Sie tragen die Kosten für das Implantat und die damit verbundenen Leistungen in voller Höhe selbst. Das gilt auch für die regelmäßige Kontrolle der Implantate und für Medikamente, die auf einem Privatrezept verordnet werden.
Wenden Sie sich daher in jedem Falle an Ihre TK-Geschäftsstelle, bevor Sie sich ein Implantat einsetzen lassen.
Volle Kostenübernahme im Ausnahmefall
Nur bei bestimmten Ausnahmen, die der Gesetzgeber festgelegt hat, kann die TK die Kosten übernehmen. Voraussetzung ist hierbei immer, dass ein Vertragszahnarzt die Behandlung erbringt.
Die TK übernimmt die vollen Kosten für die implantologischen Leistungen und den implantatgetragenen Zahnersatz, wenn eine konventionelle prothetische Versorgung nicht möglich ist. Zusätzlich muss eine der folgenden Ausnahmekriterien vorliegen:
a) Größere Kiefer- oder Gesichtsschäden wegen
- einer Tumoroperation,
- einer Entzündungen des Kiefers,
- einer Operation wegen großer Zysten, zum Beispiel große follikulärer Zysten oder Keratozysten,
- einer Operation wegen Krankheiten des Knochensystems - außer bei Kontraindikationen für ein Implantat,
- angeborener Fehlbildungen des Kiefers oder
- eines Unfalls.
b) Bei dauerhaft bestehender extremer Trockenheit der Mundhöhle, vor allem bei einer Tumorbehandlung.
c) Wenn bei Ihnen mehr als die Hälfte der Zähne aus genetischen Gründen nicht angelegt sind.
d) Bei Störungen der Muskeln in Mund und Gesicht, die Sie nicht willentlich beeinflussen können, zum Beispiel Spastiken.
Wie ist der Ablauf?
Zuerst informiert Ihr Zahnarzt Sie umfassend über die Implantatbehandlung. Dann erstellt er einen Behandlungs- und Kostenplan. Diesen Plan reichen Sie bitte unbedingt vor Behandlungsbeginn bei Ihrer TK-Geschäftsstelle ein.
Die TK prüft anhand dieser Unterlagen, ob eine volle Kostenübernahme als Ausnahme möglich ist.
Beurteilung des Gutachters
Hält Ihr Zahnarzt eine volle Kostenübernahme für die Implantate für begründet, sind wir verpflichtet, die Behandlungsunterlagen von einem Gutachter prüfen zu lassen. Die Kosten für das Gutachten übernehmen wir. Damit Sie sich, wenn nötig, dem Gutachter persönlich vorstellen können, berücksichtigen wir bei der Auswahl des Gutachters die Nähe zu Ihrem Wohnort.
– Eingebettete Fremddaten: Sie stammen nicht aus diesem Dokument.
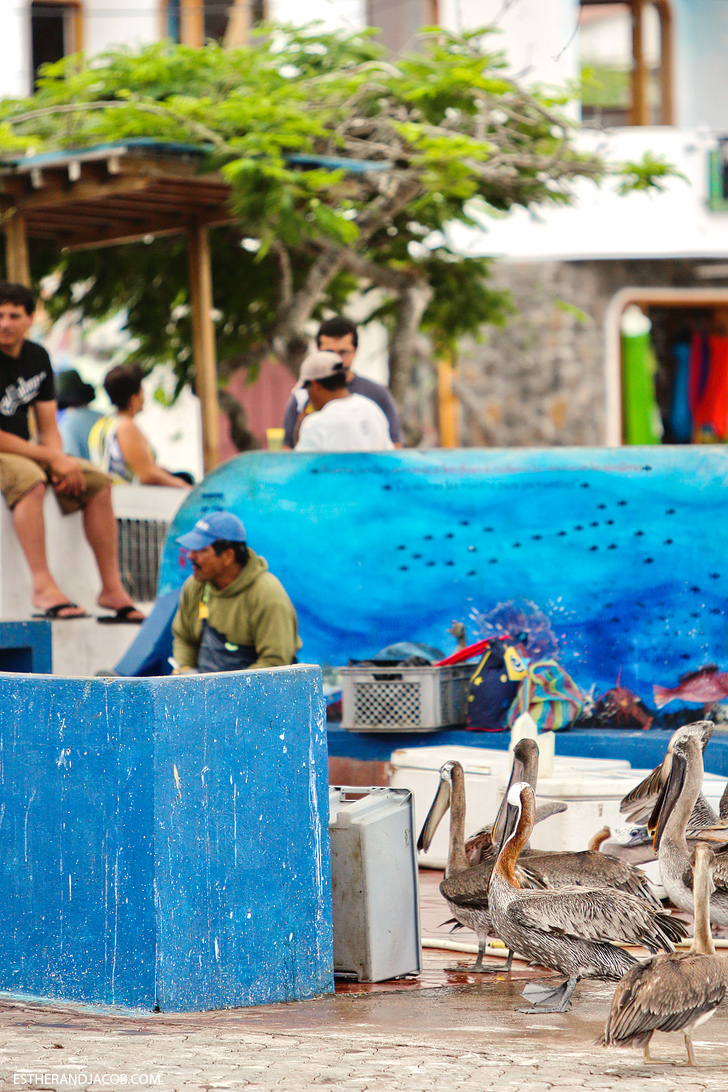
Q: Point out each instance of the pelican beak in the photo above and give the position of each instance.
(439, 808)
(517, 773)
(668, 798)
(511, 814)
(717, 835)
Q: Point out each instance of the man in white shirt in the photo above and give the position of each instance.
(344, 422)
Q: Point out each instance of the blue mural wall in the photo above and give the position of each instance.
(623, 549)
(165, 840)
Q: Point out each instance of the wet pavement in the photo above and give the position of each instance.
(443, 1030)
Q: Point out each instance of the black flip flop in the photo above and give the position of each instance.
(54, 614)
(121, 617)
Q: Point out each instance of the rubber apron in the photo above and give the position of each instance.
(216, 653)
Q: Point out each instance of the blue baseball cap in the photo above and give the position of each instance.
(217, 526)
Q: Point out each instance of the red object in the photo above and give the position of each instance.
(705, 686)
(468, 653)
(712, 411)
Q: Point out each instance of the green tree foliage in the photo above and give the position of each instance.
(444, 132)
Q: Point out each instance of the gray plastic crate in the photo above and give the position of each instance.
(404, 699)
(374, 882)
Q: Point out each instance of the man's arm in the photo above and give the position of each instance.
(276, 636)
(48, 453)
(390, 411)
(309, 438)
(185, 647)
(138, 454)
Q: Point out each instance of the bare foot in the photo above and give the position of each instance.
(64, 609)
(110, 602)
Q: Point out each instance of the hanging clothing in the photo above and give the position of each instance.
(711, 417)
(105, 450)
(251, 617)
(642, 420)
(697, 370)
(680, 417)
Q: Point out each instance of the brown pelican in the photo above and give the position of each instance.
(671, 814)
(637, 805)
(631, 843)
(480, 849)
(574, 930)
(672, 992)
(464, 888)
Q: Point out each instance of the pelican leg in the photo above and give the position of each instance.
(560, 997)
(477, 966)
(689, 1047)
(648, 1058)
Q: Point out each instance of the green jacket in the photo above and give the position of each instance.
(254, 609)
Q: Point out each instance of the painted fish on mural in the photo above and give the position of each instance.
(705, 686)
(624, 705)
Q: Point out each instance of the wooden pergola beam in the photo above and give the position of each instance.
(640, 113)
(203, 341)
(16, 253)
(192, 23)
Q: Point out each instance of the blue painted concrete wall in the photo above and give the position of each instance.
(623, 549)
(641, 749)
(165, 840)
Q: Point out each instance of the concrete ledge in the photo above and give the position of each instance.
(164, 841)
(642, 749)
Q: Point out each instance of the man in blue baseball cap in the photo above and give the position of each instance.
(233, 613)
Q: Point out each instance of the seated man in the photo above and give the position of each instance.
(344, 422)
(27, 469)
(338, 335)
(233, 613)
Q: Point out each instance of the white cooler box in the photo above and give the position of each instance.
(486, 776)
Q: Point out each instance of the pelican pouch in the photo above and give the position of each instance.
(493, 686)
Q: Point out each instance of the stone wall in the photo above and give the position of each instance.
(540, 379)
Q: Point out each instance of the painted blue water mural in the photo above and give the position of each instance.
(623, 549)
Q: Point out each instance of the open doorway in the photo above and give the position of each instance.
(667, 366)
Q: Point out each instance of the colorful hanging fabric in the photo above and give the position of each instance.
(680, 418)
(550, 695)
(711, 418)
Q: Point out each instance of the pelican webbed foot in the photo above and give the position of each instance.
(549, 999)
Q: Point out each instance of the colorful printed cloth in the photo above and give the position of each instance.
(550, 695)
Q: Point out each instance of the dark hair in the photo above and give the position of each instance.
(19, 295)
(337, 327)
(336, 382)
(240, 550)
(122, 382)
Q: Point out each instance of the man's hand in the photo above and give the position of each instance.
(67, 475)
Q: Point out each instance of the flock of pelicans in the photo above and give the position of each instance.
(572, 912)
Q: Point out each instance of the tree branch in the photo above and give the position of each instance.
(413, 305)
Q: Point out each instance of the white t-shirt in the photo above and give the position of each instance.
(350, 424)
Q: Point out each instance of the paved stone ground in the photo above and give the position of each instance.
(453, 1037)
(445, 1030)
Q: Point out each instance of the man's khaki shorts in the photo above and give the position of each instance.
(19, 475)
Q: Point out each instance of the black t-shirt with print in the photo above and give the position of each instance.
(24, 380)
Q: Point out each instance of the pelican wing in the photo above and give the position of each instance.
(592, 869)
(665, 993)
(596, 914)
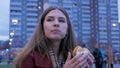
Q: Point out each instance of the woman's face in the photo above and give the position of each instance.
(55, 25)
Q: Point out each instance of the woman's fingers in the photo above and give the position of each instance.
(90, 59)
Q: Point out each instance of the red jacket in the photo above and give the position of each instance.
(35, 60)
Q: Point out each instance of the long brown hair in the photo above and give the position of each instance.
(38, 41)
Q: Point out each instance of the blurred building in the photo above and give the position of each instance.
(23, 20)
(94, 21)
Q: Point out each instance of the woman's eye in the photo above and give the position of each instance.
(49, 19)
(62, 21)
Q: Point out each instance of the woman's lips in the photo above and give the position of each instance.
(55, 30)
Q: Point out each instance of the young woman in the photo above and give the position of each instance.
(52, 44)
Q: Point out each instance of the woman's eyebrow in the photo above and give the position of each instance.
(50, 17)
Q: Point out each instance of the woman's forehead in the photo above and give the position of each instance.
(56, 13)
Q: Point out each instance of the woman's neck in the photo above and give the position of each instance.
(55, 45)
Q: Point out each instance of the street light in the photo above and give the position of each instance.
(12, 34)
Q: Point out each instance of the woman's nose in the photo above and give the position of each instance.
(56, 23)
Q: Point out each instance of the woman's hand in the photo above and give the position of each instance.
(81, 60)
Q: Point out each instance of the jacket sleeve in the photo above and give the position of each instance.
(28, 62)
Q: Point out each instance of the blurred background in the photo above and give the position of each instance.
(94, 22)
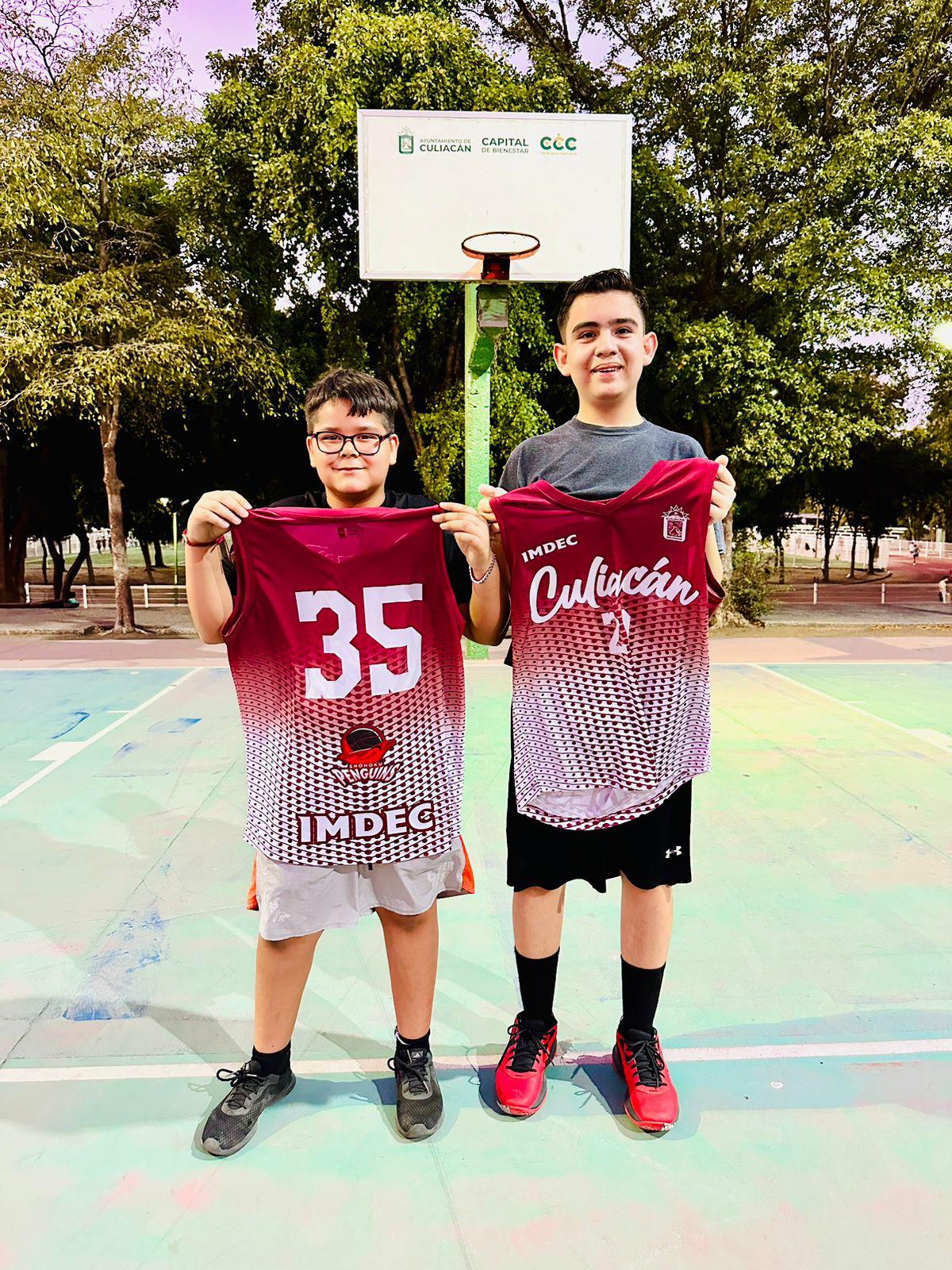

Der Gutachter nimmt zum Behandlungsplan Stellung. Er übersendet Ihrem Zahnarzt und Ihrer TK-Geschäftsstelle das Gutachten. Wir nutzen es für unsere Entscheidung, ob wir die Kosten für Ihre Behandlung übernehmen dürfen und informieren Sie dann.
Ist die Kostenübernahme der Implantate durch die TK nicht möglich, erhalten Sie eine Zusage für einen Festzuschuss. Er ist so hoch wie der Festzuschuss für den Zahnersatz, den Sie bei der Regelversorgung für Ihren Zahnbefund erhalten würden.
Zum Schluss: Die Rechnung einreichen
Der Zahnarzt stellt Ihnen die Gesamtbehandlung als sogenannte "andersartige Versorgung" privat in Rechnung. Das gilt auch, wenn Sie im Ausnahmefall eine Zusage für die volle Kostenübernahme der Gesamtbehandlung erhalten haben.
Um Ihren Festzuschuss oder die vollen Kosten zu erhalten, reichen Sie bitte die Zahnarztrechnung im Original zusammen mit dem von der TK bewilligten Heil- und Kostenplan bei der TK ein.
Eine direkte Abrechnung über Ihre TK-Gesundheitskarte ist nicht möglich.
Bitte beginnen Sie erst dann mit der Behandlung, wenn Ihnen die Leistungszusage der TK vorliegt.